Pre-Heat Oven to 385 Degrees
Next Step: Dip and Roll
Heat Fry Pan on Medium heat with enough cooking oil to cover the base of the pan. Our goal here is to take a warm tortilla, dip it in the enchilada sauce, then place the dipped tortilla into the fry pan of oil. Cook the tortilla on one side for about 30 seconds and then flip over to cook the other side for 30 seconds.
Place the cooked tortilla on a plate. Repeat these steps, until you have at least 6 tortillas dipped and fried in RED and do the same exact steps steps for the Green. You may need to add a little oil when you switch to dip in the other sauce. Now that we have 6 Red and 6 Green Tortillas dipped and fried, we need to stuff these with our prepared meats.

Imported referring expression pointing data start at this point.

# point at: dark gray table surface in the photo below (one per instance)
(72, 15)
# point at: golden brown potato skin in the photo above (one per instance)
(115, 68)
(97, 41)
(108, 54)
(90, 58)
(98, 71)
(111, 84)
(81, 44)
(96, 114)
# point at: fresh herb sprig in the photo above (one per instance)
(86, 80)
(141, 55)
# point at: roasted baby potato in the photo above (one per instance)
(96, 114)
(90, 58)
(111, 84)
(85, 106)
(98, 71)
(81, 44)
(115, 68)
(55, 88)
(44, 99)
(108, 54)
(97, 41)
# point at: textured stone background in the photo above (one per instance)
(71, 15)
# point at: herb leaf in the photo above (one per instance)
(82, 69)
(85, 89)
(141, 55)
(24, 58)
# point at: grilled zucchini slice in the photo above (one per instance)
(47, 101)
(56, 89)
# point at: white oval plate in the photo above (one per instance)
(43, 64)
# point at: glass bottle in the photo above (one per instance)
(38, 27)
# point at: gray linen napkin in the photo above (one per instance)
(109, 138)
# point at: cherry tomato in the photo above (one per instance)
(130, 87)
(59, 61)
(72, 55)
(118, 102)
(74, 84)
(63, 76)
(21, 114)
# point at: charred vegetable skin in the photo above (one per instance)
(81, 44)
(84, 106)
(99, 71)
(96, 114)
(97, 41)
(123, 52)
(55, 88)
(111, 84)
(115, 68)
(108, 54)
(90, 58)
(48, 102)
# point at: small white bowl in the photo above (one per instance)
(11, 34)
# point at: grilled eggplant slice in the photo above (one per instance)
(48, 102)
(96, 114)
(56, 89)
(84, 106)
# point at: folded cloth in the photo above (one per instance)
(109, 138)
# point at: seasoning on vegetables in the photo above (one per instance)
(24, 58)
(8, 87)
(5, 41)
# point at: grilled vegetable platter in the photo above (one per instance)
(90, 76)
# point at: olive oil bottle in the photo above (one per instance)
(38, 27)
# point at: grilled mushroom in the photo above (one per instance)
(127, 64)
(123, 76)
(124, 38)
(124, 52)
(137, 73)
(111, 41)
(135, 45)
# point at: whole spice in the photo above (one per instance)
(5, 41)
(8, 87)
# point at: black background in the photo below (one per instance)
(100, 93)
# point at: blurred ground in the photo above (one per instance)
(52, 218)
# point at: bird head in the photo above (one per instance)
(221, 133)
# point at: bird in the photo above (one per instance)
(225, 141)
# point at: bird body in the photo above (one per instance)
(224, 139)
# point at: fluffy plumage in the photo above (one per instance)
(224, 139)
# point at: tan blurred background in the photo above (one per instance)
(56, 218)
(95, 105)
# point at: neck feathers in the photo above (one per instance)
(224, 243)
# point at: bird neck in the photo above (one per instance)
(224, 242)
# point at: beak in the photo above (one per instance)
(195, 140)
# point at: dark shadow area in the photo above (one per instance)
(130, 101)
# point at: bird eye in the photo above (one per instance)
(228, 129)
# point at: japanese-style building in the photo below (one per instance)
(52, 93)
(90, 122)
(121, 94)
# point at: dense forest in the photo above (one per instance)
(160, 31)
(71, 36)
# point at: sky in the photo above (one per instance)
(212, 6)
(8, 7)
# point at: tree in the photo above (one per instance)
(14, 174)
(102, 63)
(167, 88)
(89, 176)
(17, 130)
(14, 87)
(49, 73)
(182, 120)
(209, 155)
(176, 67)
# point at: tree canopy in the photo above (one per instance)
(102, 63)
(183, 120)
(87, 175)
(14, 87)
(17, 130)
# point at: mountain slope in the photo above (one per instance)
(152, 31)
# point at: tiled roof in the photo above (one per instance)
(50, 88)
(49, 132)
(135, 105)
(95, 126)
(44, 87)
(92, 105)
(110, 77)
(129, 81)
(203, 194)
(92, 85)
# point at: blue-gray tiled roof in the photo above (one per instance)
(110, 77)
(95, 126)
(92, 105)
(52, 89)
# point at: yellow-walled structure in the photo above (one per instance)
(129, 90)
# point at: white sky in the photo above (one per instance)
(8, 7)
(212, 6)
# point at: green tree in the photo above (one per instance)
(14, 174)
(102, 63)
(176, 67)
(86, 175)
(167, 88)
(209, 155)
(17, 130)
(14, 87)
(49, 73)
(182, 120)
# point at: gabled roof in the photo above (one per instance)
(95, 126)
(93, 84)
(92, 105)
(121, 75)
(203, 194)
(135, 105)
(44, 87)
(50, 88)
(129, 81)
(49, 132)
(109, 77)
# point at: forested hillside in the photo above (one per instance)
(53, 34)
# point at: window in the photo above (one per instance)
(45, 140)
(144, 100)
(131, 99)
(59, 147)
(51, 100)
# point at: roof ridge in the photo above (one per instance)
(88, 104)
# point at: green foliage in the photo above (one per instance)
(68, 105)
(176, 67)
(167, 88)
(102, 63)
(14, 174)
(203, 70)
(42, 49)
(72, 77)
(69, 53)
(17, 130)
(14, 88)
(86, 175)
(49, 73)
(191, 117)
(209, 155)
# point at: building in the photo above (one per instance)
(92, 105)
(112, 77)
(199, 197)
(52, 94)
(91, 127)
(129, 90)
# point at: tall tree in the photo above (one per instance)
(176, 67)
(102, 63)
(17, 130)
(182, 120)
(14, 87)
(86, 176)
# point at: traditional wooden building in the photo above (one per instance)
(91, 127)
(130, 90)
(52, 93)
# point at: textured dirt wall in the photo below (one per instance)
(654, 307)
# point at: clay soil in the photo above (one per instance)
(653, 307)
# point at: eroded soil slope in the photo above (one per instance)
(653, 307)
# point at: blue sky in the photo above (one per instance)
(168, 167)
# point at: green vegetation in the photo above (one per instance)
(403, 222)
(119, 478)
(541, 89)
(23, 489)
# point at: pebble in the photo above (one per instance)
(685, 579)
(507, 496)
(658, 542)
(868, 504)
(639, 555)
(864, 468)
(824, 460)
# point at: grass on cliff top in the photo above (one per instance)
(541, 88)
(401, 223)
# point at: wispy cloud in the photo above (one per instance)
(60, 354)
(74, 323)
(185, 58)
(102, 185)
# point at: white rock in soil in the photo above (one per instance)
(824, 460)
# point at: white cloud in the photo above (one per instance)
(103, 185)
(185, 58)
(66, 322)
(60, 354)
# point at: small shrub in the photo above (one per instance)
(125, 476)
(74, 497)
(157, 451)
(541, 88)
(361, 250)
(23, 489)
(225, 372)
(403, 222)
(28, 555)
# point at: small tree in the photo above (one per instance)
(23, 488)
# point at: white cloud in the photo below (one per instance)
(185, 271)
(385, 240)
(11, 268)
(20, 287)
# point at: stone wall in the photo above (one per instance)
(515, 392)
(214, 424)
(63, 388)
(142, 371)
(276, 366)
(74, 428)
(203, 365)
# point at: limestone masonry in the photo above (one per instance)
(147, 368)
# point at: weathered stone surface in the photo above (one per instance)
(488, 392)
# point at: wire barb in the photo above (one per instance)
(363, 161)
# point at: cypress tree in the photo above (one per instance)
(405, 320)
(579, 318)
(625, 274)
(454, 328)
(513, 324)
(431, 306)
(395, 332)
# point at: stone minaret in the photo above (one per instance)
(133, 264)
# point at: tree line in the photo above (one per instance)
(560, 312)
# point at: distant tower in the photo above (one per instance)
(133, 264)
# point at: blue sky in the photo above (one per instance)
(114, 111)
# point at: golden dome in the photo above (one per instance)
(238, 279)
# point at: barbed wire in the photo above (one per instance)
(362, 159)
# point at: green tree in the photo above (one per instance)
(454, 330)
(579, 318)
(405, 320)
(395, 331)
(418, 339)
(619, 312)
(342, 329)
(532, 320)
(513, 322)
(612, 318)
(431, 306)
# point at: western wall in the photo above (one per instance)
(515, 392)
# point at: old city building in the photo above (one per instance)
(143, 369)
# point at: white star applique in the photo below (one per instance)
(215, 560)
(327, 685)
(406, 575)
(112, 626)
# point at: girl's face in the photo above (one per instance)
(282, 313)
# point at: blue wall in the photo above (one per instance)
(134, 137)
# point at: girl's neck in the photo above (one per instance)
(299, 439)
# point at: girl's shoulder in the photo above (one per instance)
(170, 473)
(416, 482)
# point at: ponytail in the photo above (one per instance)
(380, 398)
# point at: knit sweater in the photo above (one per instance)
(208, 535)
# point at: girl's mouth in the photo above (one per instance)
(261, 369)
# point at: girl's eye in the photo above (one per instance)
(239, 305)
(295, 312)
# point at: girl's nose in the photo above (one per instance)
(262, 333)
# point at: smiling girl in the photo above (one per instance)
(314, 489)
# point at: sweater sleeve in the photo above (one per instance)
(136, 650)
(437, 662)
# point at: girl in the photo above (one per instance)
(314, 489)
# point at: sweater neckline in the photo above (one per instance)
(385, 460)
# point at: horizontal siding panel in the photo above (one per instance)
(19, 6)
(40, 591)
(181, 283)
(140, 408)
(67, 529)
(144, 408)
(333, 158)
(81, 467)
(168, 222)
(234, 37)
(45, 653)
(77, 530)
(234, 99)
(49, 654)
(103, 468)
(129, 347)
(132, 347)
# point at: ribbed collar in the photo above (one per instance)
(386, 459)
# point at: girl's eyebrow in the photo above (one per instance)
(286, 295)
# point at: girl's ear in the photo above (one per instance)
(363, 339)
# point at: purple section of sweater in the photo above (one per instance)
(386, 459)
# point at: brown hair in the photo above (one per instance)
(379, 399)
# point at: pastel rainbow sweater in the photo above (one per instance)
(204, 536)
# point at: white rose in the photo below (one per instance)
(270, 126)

Take your Casserole Dish and pour about 1- Cup of the base of the dish with ½ Red Sauce and ½ Green Sauce. Divide the sauces on the pan so you can see exactly which side you are going to lay the RED/Beef Enchiladas and the GREEN/ Chicken Enchiladas.
Lets start with the Red first. Take one of your Red Dipped Tortillas and spread your Beef mix in the middle of the tortilla. Add a little cheese and spread. Fold and roll the tortilla and meat and place the enchilada, “Fold facing down” in the pan of RED sauce. Repeat steps and make sure you have followed the row of Red sauce until Red area is covered. Do the exact same steps for the Green Sauce, Chicken mix and cheese.
Place in oven for 18-20 minutes or when cheese has melted and browned on the edges of pan. Serve warm and with Sour Cream and Guacamole.